Он видел, как солнечный свет, пробиваясь сквозь облака, играет на кирпичной стене дома напротив, создавая узоры из света и тени, не уступающие по сложности и красоте сиянию лиан Ксиландрии. Он слышал гул города – громыхание машин, отдаленный гул поездов, голоса людей – как сложную, живую, дышащую симфонию, мощную, как Вихрь, но наполненную человеческим теплом, страстью и болью. Он чувствовал в крепком рукопожатии коллеги, в мимолетной, усталой улыбке продавщицы в магазине, в случайном прикосновении в толпе ту самую хрупкую, несовершенную, но настоящую связь, которую он тщетно искал в чужих, идеальных мирах.


Он больше не был скитальцем. Его великое путешествие закончилось там, где оно и должно было закончиться – в нем самом. Он нашел способ остаться в чужих мирах навсегда, но заплатил за это знанием, что вечность в чужой, пусть и прекрасной, шкуре – это ад одиночества и самоотрицания. А единственное место, где он мог быть собой, со всеми своими шрамами, страхами, глупостями и маленькими, ничтожными радостями, была здесь. В этой, единственной и неповторимой, реальности.


Однажды вечером, глядя на закат, окрашивающий серые крыши в огненно-багряные тона, он поймал себя на мысли, что его город, его жизнь, его мир – это тоже своего рода инопланетный, уникальный ландшафт.

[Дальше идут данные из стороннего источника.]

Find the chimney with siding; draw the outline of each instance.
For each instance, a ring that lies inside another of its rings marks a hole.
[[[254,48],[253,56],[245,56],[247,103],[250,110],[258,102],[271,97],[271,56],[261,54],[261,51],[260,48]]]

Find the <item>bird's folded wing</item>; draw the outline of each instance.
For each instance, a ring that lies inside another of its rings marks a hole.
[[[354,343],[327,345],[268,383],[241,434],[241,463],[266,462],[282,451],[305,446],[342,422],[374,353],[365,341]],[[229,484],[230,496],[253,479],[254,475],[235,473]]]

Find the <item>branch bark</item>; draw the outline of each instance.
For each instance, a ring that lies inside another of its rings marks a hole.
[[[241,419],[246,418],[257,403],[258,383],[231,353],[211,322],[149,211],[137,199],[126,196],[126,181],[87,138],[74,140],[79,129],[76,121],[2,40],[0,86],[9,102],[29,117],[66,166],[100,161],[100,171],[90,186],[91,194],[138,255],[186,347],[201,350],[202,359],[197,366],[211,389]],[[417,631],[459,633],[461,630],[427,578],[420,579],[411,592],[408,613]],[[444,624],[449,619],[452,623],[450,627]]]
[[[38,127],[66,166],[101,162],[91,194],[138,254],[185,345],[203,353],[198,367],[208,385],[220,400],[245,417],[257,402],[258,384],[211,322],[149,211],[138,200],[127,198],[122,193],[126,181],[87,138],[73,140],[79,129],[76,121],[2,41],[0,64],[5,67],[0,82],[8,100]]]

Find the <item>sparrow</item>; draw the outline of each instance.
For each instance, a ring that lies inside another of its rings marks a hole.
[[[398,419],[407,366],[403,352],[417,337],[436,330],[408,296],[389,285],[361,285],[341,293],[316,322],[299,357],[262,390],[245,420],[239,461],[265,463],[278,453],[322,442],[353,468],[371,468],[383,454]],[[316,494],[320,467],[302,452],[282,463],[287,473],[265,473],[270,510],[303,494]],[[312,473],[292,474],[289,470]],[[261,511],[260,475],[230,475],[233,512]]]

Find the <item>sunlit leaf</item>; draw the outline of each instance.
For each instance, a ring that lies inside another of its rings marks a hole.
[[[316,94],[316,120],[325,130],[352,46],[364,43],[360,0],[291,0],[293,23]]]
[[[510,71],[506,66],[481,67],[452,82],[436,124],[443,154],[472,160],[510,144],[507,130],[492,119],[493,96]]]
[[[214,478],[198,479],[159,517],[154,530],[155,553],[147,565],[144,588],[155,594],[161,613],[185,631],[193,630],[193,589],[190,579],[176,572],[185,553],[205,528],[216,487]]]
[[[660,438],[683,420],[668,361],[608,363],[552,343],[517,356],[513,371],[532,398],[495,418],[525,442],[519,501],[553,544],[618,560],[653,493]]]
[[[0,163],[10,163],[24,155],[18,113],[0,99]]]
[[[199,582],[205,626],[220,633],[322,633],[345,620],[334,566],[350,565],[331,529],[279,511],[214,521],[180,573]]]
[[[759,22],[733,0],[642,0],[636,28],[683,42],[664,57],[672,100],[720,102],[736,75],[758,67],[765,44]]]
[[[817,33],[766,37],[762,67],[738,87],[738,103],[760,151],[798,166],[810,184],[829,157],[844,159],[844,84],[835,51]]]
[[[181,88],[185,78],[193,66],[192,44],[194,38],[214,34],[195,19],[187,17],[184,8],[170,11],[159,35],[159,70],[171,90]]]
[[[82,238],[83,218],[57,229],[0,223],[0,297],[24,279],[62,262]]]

Странный, сложный, иногда жестокий и несправедливый, но его. Его родина. И в этой принадлежности, в этом простом, безоговорочном принятии, заключалась та самая, единственно возможная вечность, которую он так яростно и безнадежно искал в звездных безднах. Он не остался в инопланетных мирах. Он взял их с собой, как сокровище, как драгоценный эталон, позволивший разглядеть скрытую, тихую магию в самом обыденном. И этого было достаточно. Более чем достаточно.